The highly anticipated film about Kingston-based Mafia don Russell Bufalino’s reputed role in the disappearance of labor union leader Jimmy Hoffa is set to make its world premiere in September on the opening night of the 57th New York Film Festival.
“The Irishman,” a $125 million project by famous director Martin Scorsese, will be the opening night film shown at the festival on Sept. 27 at Lincoln Center in New York City, the venue’s film society announced Monday.

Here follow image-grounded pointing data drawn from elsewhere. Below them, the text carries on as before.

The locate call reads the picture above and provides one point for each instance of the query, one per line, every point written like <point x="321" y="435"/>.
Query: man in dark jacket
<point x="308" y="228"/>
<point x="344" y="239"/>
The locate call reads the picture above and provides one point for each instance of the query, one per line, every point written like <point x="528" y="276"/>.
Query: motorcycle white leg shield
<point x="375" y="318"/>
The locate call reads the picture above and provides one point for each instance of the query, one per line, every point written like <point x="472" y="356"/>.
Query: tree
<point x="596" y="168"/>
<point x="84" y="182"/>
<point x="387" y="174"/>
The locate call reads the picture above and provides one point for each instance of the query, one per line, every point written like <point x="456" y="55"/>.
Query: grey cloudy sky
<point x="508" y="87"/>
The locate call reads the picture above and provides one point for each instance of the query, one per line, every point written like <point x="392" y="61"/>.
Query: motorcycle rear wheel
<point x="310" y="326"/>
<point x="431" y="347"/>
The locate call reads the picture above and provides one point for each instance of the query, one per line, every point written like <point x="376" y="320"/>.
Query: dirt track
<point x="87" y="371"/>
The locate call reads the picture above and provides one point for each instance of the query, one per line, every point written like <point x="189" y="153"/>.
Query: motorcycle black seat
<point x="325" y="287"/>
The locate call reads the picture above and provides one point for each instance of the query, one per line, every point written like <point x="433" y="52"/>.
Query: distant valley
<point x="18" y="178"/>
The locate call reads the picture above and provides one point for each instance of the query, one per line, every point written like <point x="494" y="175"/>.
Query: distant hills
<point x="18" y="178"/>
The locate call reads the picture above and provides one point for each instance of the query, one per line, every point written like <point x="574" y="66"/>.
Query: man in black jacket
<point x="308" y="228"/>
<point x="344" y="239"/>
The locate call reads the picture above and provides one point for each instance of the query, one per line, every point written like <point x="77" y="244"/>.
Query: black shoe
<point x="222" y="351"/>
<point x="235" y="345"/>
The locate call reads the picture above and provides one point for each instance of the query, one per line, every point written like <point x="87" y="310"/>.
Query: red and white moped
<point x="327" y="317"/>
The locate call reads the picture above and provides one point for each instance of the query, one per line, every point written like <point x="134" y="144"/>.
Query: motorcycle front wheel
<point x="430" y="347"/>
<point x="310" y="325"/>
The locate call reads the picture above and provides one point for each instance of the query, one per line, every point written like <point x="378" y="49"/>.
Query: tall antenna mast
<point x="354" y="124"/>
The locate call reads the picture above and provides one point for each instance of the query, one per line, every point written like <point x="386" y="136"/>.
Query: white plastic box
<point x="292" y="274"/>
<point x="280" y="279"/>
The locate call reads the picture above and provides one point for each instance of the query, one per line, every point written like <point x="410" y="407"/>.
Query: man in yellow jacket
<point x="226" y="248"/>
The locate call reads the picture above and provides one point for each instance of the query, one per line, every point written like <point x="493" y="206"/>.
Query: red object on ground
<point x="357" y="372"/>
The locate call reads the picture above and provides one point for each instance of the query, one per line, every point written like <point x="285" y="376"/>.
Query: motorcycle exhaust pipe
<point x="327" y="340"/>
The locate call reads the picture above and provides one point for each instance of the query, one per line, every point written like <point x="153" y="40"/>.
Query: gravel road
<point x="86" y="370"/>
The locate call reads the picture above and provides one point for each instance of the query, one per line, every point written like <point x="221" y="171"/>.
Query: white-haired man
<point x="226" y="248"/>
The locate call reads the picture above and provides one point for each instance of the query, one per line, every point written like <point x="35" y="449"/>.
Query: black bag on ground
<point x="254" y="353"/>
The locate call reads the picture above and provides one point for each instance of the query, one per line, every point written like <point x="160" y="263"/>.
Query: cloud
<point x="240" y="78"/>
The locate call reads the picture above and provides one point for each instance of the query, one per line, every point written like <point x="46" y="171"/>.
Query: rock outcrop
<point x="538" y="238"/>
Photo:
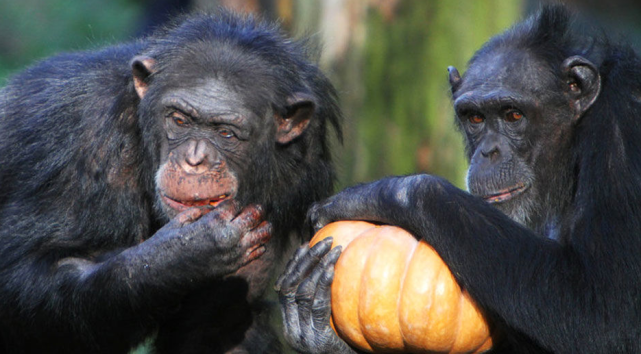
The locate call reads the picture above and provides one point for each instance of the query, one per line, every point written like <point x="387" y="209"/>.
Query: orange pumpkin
<point x="393" y="294"/>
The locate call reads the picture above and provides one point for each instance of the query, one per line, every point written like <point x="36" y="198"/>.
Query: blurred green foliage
<point x="32" y="29"/>
<point x="406" y="122"/>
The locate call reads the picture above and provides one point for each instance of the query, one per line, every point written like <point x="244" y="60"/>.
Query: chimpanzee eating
<point x="548" y="241"/>
<point x="152" y="188"/>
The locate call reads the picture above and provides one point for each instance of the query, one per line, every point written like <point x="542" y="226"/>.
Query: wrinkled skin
<point x="547" y="239"/>
<point x="149" y="190"/>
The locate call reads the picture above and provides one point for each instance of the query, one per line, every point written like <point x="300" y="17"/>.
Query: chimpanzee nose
<point x="196" y="153"/>
<point x="491" y="152"/>
<point x="199" y="157"/>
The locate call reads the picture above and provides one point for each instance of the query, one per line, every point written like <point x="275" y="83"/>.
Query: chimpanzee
<point x="551" y="118"/>
<point x="153" y="187"/>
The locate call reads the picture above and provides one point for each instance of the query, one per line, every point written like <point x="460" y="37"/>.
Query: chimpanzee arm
<point x="499" y="262"/>
<point x="110" y="304"/>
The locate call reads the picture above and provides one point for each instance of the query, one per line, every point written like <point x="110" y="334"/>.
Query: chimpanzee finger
<point x="308" y="288"/>
<point x="289" y="312"/>
<point x="321" y="306"/>
<point x="226" y="210"/>
<point x="291" y="265"/>
<point x="188" y="216"/>
<point x="257" y="237"/>
<point x="307" y="262"/>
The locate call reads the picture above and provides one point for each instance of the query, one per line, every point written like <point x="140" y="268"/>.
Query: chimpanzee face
<point x="515" y="127"/>
<point x="211" y="133"/>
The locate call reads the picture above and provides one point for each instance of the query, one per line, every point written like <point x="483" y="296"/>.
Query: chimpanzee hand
<point x="210" y="243"/>
<point x="304" y="296"/>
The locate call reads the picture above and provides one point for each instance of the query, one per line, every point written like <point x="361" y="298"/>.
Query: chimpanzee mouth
<point x="506" y="194"/>
<point x="181" y="205"/>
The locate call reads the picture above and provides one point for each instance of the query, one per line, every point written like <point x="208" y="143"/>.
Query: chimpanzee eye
<point x="179" y="119"/>
<point x="513" y="115"/>
<point x="476" y="119"/>
<point x="226" y="133"/>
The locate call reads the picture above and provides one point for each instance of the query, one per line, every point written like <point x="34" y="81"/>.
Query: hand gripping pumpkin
<point x="392" y="293"/>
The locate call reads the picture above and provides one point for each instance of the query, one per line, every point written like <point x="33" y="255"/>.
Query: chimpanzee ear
<point x="584" y="83"/>
<point x="455" y="78"/>
<point x="141" y="67"/>
<point x="295" y="118"/>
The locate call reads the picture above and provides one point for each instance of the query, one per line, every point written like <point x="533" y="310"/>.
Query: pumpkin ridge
<point x="361" y="288"/>
<point x="459" y="319"/>
<point x="402" y="291"/>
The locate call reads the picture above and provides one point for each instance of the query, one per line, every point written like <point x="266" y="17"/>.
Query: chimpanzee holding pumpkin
<point x="548" y="241"/>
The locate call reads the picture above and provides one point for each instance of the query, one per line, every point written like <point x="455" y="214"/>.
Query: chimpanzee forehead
<point x="513" y="69"/>
<point x="211" y="99"/>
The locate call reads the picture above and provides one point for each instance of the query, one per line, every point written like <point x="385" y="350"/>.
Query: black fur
<point x="568" y="282"/>
<point x="79" y="268"/>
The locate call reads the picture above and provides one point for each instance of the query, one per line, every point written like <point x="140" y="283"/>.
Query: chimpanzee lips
<point x="506" y="194"/>
<point x="181" y="205"/>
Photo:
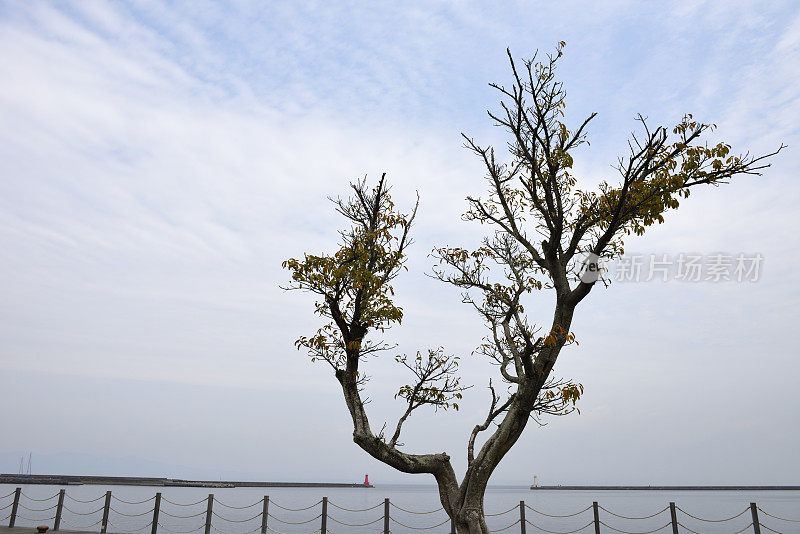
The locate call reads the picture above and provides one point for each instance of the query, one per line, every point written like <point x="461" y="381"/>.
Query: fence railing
<point x="382" y="517"/>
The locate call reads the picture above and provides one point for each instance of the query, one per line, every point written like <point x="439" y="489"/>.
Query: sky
<point x="159" y="160"/>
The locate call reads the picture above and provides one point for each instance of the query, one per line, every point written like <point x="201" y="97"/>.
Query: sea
<point x="413" y="508"/>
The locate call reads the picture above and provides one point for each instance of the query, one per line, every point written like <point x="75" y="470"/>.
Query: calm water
<point x="704" y="504"/>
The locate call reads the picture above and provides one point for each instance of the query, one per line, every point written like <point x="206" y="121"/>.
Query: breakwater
<point x="108" y="513"/>
<point x="668" y="488"/>
<point x="71" y="480"/>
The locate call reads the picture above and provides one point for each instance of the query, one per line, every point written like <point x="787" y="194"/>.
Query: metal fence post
<point x="324" y="527"/>
<point x="156" y="510"/>
<point x="209" y="511"/>
<point x="754" y="512"/>
<point x="106" y="507"/>
<point x="14" y="508"/>
<point x="386" y="516"/>
<point x="59" y="509"/>
<point x="673" y="518"/>
<point x="596" y="518"/>
<point x="265" y="515"/>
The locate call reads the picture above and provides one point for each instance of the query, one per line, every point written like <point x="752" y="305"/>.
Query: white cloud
<point x="159" y="164"/>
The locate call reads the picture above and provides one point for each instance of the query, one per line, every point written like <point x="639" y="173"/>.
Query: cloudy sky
<point x="158" y="161"/>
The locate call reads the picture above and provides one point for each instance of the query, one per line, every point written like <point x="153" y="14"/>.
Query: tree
<point x="548" y="235"/>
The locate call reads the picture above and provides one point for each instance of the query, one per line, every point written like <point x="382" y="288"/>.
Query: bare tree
<point x="544" y="229"/>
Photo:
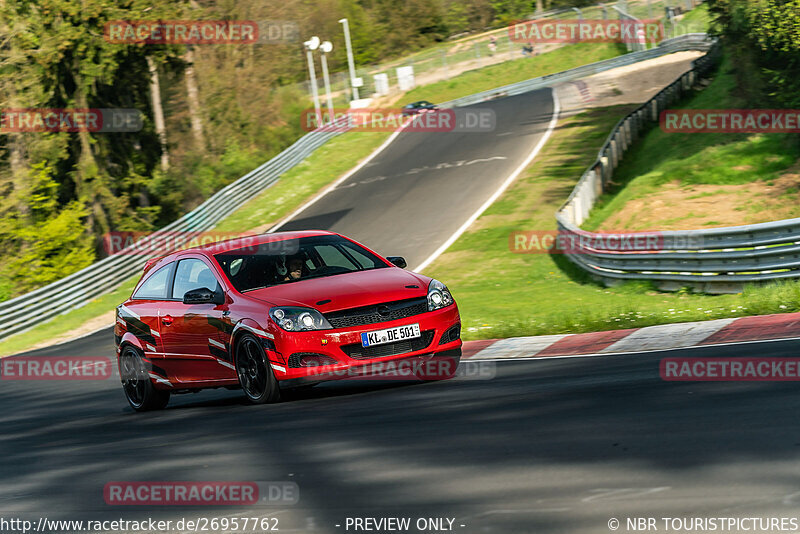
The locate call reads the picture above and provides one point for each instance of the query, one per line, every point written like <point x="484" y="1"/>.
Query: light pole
<point x="311" y="45"/>
<point x="350" y="62"/>
<point x="325" y="49"/>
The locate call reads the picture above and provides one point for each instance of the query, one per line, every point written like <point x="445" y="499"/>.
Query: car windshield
<point x="294" y="260"/>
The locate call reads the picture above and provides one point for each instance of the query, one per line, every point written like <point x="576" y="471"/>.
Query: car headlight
<point x="298" y="319"/>
<point x="438" y="296"/>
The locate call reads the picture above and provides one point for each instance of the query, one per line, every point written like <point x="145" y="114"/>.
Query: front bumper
<point x="347" y="360"/>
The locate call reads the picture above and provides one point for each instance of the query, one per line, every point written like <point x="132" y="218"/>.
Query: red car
<point x="280" y="310"/>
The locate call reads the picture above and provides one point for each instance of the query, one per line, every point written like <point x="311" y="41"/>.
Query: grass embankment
<point x="475" y="81"/>
<point x="295" y="187"/>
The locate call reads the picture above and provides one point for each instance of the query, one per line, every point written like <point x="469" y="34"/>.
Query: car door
<point x="194" y="346"/>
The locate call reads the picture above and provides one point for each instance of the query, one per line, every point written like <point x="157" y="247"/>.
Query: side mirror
<point x="203" y="295"/>
<point x="399" y="261"/>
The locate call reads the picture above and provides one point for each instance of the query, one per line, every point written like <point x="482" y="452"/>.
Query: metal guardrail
<point x="717" y="260"/>
<point x="76" y="290"/>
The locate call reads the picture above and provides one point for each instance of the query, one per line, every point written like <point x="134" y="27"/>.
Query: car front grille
<point x="356" y="351"/>
<point x="377" y="313"/>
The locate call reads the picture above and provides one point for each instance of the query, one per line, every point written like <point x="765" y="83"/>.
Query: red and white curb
<point x="650" y="338"/>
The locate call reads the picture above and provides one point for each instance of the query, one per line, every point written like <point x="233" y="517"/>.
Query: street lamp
<point x="350" y="62"/>
<point x="325" y="49"/>
<point x="311" y="45"/>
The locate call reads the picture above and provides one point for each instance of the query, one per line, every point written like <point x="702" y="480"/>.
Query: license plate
<point x="390" y="335"/>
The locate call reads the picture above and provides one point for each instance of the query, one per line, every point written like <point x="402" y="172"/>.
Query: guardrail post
<point x="626" y="126"/>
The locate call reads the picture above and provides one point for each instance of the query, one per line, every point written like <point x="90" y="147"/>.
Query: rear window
<point x="295" y="260"/>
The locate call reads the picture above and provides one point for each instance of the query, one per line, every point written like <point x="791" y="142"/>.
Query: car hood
<point x="350" y="290"/>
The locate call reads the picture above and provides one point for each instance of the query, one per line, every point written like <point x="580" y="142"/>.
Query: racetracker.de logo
<point x="55" y="368"/>
<point x="555" y="242"/>
<point x="730" y="120"/>
<point x="586" y="31"/>
<point x="160" y="243"/>
<point x="463" y="120"/>
<point x="200" y="493"/>
<point x="730" y="369"/>
<point x="106" y="120"/>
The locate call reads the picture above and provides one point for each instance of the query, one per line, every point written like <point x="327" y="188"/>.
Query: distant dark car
<point x="423" y="106"/>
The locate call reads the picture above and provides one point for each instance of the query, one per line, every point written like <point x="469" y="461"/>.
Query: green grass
<point x="502" y="294"/>
<point x="64" y="324"/>
<point x="487" y="78"/>
<point x="325" y="165"/>
<point x="661" y="158"/>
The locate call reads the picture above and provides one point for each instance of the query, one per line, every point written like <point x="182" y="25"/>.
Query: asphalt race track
<point x="559" y="445"/>
<point x="419" y="190"/>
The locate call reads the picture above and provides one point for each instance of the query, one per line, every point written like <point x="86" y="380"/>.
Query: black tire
<point x="254" y="372"/>
<point x="136" y="383"/>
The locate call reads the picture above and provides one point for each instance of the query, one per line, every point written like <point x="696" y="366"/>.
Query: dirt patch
<point x="691" y="207"/>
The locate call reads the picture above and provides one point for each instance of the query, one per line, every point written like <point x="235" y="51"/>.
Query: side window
<point x="192" y="274"/>
<point x="155" y="287"/>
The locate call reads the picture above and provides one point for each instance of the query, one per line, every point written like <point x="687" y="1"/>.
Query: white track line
<point x="508" y="181"/>
<point x="344" y="177"/>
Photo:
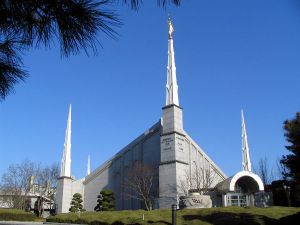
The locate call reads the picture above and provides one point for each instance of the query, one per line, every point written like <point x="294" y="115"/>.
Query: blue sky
<point x="229" y="55"/>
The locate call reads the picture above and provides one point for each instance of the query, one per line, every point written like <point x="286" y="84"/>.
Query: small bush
<point x="16" y="215"/>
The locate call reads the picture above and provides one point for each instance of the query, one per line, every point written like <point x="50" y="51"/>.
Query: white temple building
<point x="171" y="151"/>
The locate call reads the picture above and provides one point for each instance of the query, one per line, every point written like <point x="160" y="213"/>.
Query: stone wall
<point x="144" y="149"/>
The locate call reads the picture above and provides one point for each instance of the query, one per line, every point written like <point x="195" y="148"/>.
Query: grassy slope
<point x="17" y="215"/>
<point x="216" y="216"/>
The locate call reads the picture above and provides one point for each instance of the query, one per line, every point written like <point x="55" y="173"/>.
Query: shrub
<point x="16" y="215"/>
<point x="106" y="201"/>
<point x="76" y="203"/>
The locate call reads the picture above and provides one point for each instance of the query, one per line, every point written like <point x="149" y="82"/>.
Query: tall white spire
<point x="88" y="168"/>
<point x="65" y="170"/>
<point x="171" y="87"/>
<point x="245" y="148"/>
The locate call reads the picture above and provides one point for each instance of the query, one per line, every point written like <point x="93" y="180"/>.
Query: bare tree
<point x="264" y="171"/>
<point x="199" y="179"/>
<point x="17" y="182"/>
<point x="46" y="180"/>
<point x="138" y="184"/>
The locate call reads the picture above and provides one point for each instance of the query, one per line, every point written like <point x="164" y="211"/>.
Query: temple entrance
<point x="243" y="194"/>
<point x="240" y="189"/>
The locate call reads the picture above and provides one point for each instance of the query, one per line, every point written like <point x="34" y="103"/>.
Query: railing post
<point x="174" y="208"/>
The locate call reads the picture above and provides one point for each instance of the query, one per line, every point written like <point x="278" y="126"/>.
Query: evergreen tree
<point x="292" y="161"/>
<point x="106" y="201"/>
<point x="76" y="203"/>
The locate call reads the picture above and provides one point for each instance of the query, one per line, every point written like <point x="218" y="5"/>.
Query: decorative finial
<point x="171" y="28"/>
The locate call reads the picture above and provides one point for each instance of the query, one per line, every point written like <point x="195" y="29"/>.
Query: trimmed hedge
<point x="219" y="216"/>
<point x="16" y="215"/>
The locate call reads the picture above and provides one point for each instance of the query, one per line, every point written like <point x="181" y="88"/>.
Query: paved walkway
<point x="31" y="223"/>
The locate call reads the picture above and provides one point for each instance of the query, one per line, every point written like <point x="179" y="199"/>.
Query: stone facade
<point x="165" y="146"/>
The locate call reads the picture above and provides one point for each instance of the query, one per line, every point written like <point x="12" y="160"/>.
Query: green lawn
<point x="17" y="215"/>
<point x="215" y="216"/>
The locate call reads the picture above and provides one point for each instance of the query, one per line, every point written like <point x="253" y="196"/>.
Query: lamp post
<point x="174" y="208"/>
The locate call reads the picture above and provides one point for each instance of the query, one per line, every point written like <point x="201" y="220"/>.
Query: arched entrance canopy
<point x="242" y="178"/>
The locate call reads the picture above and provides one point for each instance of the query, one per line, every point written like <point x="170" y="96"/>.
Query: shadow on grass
<point x="290" y="220"/>
<point x="224" y="218"/>
<point x="160" y="221"/>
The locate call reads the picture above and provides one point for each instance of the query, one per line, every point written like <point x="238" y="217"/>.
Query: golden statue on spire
<point x="171" y="28"/>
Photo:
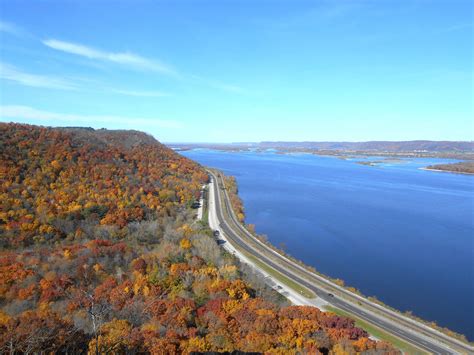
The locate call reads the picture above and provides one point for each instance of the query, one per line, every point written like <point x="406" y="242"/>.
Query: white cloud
<point x="127" y="59"/>
<point x="12" y="29"/>
<point x="8" y="112"/>
<point x="9" y="72"/>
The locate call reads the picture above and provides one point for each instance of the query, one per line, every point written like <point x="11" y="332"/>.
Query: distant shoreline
<point x="447" y="171"/>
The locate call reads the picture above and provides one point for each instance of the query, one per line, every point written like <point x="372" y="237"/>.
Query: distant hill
<point x="388" y="146"/>
<point x="100" y="252"/>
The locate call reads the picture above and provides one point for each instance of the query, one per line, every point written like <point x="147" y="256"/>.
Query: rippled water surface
<point x="403" y="234"/>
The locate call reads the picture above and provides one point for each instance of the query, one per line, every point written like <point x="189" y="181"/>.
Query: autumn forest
<point x="101" y="252"/>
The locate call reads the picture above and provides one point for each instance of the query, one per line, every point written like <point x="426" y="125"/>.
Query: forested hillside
<point x="101" y="253"/>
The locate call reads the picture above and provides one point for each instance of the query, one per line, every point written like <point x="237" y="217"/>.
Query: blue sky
<point x="233" y="71"/>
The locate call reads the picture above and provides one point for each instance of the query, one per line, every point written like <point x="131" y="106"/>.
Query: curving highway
<point x="412" y="332"/>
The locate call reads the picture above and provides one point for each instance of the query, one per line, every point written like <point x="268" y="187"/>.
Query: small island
<point x="465" y="167"/>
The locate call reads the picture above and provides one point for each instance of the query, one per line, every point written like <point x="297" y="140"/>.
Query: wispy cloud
<point x="12" y="29"/>
<point x="11" y="73"/>
<point x="8" y="112"/>
<point x="236" y="89"/>
<point x="123" y="58"/>
<point x="139" y="93"/>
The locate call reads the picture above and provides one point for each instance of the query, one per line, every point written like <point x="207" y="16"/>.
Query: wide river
<point x="394" y="231"/>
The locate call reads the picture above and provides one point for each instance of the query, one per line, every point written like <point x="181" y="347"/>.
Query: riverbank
<point x="447" y="171"/>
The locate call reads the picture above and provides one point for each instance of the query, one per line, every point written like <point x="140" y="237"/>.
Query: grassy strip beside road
<point x="280" y="277"/>
<point x="378" y="333"/>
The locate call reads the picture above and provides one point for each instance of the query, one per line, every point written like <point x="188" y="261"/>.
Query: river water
<point x="394" y="231"/>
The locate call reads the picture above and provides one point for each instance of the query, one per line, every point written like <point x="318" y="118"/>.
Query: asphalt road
<point x="423" y="341"/>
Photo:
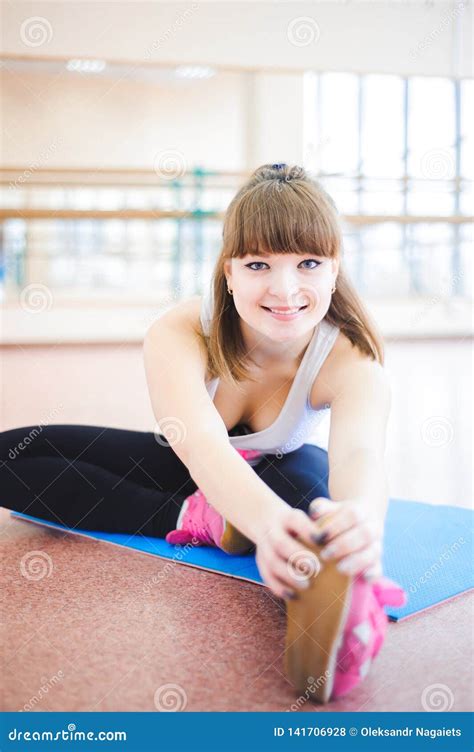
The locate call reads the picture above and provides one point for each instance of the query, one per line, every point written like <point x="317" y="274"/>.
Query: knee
<point x="15" y="441"/>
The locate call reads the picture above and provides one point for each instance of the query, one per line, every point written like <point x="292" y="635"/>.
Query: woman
<point x="281" y="337"/>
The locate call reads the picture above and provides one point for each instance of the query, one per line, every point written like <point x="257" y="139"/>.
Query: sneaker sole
<point x="315" y="628"/>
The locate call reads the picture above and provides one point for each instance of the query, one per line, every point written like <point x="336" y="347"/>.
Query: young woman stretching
<point x="237" y="382"/>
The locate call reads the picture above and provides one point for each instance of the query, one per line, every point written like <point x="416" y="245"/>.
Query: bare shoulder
<point x="345" y="366"/>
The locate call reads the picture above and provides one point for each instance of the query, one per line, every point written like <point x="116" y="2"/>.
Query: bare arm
<point x="357" y="437"/>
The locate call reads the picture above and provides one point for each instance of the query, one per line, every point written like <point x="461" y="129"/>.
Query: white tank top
<point x="297" y="420"/>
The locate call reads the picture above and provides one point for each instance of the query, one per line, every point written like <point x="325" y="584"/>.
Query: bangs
<point x="276" y="217"/>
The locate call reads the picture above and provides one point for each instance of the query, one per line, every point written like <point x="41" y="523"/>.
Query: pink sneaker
<point x="335" y="629"/>
<point x="201" y="524"/>
<point x="364" y="630"/>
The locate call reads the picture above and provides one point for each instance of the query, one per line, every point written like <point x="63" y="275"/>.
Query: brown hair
<point x="281" y="209"/>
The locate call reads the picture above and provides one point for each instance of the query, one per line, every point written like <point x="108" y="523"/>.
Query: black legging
<point x="120" y="481"/>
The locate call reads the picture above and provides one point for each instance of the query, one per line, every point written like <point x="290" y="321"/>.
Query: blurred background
<point x="128" y="127"/>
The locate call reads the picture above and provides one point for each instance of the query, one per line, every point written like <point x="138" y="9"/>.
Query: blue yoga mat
<point x="427" y="550"/>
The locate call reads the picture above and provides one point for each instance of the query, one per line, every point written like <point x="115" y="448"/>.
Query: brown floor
<point x="103" y="631"/>
<point x="119" y="632"/>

The movie is based on Charles Brandt’s book “I Heard You Paint Houses,” in which former mob hitman Frank “The Irishman” Sheeran gave detailed end-of-life confessions claiming he killed Hoffa in 1975 on orders from Bufalino. He claimed Bufalino gave the orders while at a restaurant in Old Forge.
Scorsese’s film, bankrolled by Netflix, features a star-studded cast, including Robert De Niro as Sheeran, Al Pacino as Hoffa and Joe Pesci as Bufalino.
“It’s an incredible honor that ‘The Irishman’ has been selected as the opening night (selection) of the New York Film Festival. I greatly admire the bold and visionary selections that the festival presents to audiences year after year,” Scorsese said in a press release posted by Lincoln Center’s film society.
“The Irishman” will be released on Netflix and in select theaters later this year.
Bufalino, who died at age 91 in 1994 at Nesbitt Memorial Hospital in Kingston, lived in a relatively modest house on Dorrance Avenue in Kingston, but he was one of the most powerful Mafia figures in the country. He is buried in Denison Cemetery in Forty Fort.
Brandt, a former Delaware state prosecutor, described Bufalino’s influence in a 2011 interview with The Citizens’ Voice after the newspaper obtained Bufalino’s 1,164-page FBI file.
“He was one of the most powerful mob bosses of his day, if not of all time,” Brandt said.